McGarvey looked at him again. “Yes they will, unless we stop them.”
“Is it Kurshin?” Trotter asked.
“I don't know for sure,” McGarvey admitted. “I think so, but he's wearing a damned good disguise. Had to if he was able to fool the people at the base.”
“We can't destroy that missile here, Kirk,” Trotter said emphatically.
Collingwood was closely watching the exchange.
McGarvey turned back to him. “If they do launch it, what's the possibility of shooting it down?”
“About one in a thousand.”
Again McGarvey stared at the missile which by now was nearly at the vertical. “Well, I'd suggest that you inform your people to at least give it a try in case we fail here and that thing actually gets airborne.”

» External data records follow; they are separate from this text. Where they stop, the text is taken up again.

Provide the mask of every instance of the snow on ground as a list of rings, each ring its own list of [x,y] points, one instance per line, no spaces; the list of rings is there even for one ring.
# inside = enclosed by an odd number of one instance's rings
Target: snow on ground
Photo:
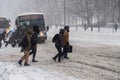
[[[70,59],[61,63],[52,57],[57,53],[51,38],[59,28],[48,31],[48,40],[38,44],[37,63],[19,66],[23,55],[20,48],[10,46],[0,49],[0,80],[120,80],[120,29],[97,28],[93,32],[83,28],[70,28],[70,44],[73,52]]]

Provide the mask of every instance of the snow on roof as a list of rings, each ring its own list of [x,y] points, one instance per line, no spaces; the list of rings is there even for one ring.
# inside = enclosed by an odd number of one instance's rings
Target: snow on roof
[[[22,14],[19,14],[18,16],[24,16],[24,15],[43,15],[44,13],[37,13],[37,12],[25,12]]]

That was a logic the colonel could understand. “Will do,” he said, and he turned to his radioman and began issuing orders.
McGarvey raised his binoculars and slowly began to search the entire square foot by foot, from the front of the train station all the way across to the missile transporter.
It was Kurshin. He could feel it in his bones. Trotter had reported that the French police had indeed discovered a mutilated body along the railroad tracks fifty miles east of Paris. “Along the same line that Brad Allworth took to get here,” Trotter had said.
That fact clinched it in McGarvey's mind. But that meant that Kurshin had had some very good intelligence information. He'd known Brad Allworth's orders, what he looked like, and what train he would be on. He also had the information needed to reprogram the missile. It was not beyond Baranov, coming up with such information. But the risks he had taken to get the data, and then so openly display that fact here like this, meant Baranov had a very large prize in mind. A very large prize indeed.
“Get the city engineer here,” McGarvey said.
Kurshin and the other man went around to the side of the transporter, the hatch opened and they climbed inside.
“What?” Trotter asked.
“The city engineer,” McGarvey repeated. “I know how Kurshin means to escape.”